British Priest: Shoplifting by Poor Sometimes OK
LONDON (AP) … The Rev. Tim Jones caused an uproar by telling his congregation that it is sometimes acceptable for desperate people to shoplift — as long as they do it at large national chain stores, rather than small, family businesses.
Jones’ Robin Hood-like sermon drew rebukes Tuesday from fellow clergy, shop owners and police.
From his pulpit at the Church of St. Lawrence in York, about 220 miles (355 kilometers) north of London, Jones said in his sermon Sunday that shoplifting can be justified if a person in real need is not greedy and does not take more than he or she really needs to get by.
Jones told The Associated Press that he stands by his comments. He said he regretted only that the media is focusing on his view on shoplifting rather than the underlying problem he wanted to address.
”The point I’m making is that when we shut down every socially acceptable avenue for people in need, then the only avenue left is the socially unacceptable one,” he said, adding that people are often released from prison without any means of support, leading them back into crime.
”What I’m against is the way society has become ever more comfortable with the people at the very bottom, and blinded to their needs,” he said.
From The Times of London:
Yorkshire vicar advises hard-pressed parishioners to shoplift
The Ten Commandments include a fairly straightforward instruction: Thou shalt not steal.
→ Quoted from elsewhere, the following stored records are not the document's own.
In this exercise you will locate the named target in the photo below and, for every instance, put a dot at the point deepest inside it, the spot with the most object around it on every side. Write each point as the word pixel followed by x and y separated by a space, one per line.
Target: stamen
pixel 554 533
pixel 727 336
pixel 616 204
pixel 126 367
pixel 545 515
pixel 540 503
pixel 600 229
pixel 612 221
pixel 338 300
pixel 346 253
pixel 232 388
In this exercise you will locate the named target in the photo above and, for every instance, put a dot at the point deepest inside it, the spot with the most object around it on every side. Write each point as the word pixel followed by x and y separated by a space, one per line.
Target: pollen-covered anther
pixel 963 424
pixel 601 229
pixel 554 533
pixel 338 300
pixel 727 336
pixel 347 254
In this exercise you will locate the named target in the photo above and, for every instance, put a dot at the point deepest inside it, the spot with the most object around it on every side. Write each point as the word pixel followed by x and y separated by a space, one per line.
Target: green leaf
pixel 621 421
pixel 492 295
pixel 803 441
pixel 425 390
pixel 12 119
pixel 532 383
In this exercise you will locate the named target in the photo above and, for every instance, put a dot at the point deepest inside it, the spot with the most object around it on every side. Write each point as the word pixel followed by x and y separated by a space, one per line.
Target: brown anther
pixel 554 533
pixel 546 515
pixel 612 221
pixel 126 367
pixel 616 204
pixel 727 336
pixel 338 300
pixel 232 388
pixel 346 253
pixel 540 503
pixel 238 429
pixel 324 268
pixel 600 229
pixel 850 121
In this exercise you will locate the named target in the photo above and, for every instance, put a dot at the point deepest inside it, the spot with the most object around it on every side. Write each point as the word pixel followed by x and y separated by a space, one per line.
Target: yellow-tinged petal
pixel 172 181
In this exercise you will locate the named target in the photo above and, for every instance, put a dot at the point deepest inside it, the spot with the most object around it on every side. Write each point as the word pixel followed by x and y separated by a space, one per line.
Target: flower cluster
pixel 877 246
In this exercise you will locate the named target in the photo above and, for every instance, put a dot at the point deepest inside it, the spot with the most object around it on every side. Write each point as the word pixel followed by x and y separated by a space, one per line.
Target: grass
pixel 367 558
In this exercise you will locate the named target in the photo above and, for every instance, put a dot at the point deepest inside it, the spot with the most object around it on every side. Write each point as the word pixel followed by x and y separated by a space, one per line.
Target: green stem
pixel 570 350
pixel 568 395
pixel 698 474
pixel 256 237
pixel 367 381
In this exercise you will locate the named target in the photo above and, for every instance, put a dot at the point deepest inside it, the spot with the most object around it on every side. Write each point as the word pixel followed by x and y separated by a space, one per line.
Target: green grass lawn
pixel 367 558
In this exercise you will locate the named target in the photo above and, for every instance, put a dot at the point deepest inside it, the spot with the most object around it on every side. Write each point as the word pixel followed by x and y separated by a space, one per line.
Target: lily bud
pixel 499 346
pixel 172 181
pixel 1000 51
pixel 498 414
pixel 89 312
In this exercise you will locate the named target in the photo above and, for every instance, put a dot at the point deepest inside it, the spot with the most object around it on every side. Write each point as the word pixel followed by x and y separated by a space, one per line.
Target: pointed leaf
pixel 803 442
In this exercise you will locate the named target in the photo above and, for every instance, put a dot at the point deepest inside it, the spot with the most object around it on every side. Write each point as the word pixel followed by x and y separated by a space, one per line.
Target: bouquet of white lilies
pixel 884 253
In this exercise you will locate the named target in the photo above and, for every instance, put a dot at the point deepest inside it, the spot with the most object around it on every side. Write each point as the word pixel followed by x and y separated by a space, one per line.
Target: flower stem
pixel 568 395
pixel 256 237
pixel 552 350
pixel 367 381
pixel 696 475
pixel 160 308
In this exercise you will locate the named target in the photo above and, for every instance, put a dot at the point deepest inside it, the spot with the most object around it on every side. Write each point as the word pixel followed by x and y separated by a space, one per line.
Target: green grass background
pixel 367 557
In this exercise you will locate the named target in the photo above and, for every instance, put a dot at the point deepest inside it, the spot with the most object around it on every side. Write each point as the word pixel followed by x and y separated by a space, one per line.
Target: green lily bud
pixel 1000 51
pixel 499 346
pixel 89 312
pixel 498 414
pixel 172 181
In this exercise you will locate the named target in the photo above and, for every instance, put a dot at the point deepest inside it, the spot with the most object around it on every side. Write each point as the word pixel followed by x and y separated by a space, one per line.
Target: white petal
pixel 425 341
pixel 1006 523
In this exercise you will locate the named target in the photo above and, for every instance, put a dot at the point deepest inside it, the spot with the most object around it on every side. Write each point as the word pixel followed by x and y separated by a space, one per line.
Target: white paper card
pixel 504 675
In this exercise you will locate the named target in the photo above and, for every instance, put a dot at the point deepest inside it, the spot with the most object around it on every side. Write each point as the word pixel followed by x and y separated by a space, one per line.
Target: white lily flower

Now a Yorkshire vicar has come up with an interesting interpretation, advising the more hard-pressed of his parishioners to shoplift.
They should do it only from big shops, the Rev Tim Jones said, and it would probably be best if they did not take any more than they needed. Inevitably, some less spiritually enlightened individuals, including North Yorkshire Police, have taken his remarks in entirely the wrong way, assuming that by advising people to shoplift he is in some way encouraging shoplifting.
Father Tim’s remarks came in his Sunday sermon at the Church of St Lawrence, York, when he said that stealing from large national chains was sometimes the best option open to vulnerable people. It was far better for people desperate during the recession to shoplift than to turn to prostitution, mugging or burglary, he said.
“My advice, as a Christian priest, is to shoplift,” he told the congregation. “I do not offer such advice because I think that stealing is a good thing, or because I think it is harmless, for it is neither.
“I would ask that they do not steal from small family businesses but from large national businesses, knowing that the costs are ultimately passed on to the rest of us in the form of higher prices. I would ask them not to take any more than they need, for any longer than they need.
“I offer the advice with a heavy heart and wish society would recognise that bureaucratic ineptitude and systematic delay have created an invitation and incentive to crime for people struggling to cope.”
Arguing that society had failed the needy, Father Tim, 41, continued: “My advice does not contradict the Bible’s Eighth Commandment because God’s love for the poor and despised outweighs the property rights of the rich. Let my words not be misrepresented as a simplistic call for people to shoplift. Rather, this is a call for our society no longer to treat its most vulnerable people with indifference and contempt. Providing inadequate or clumsy social support is monumental, catastrophic folly.”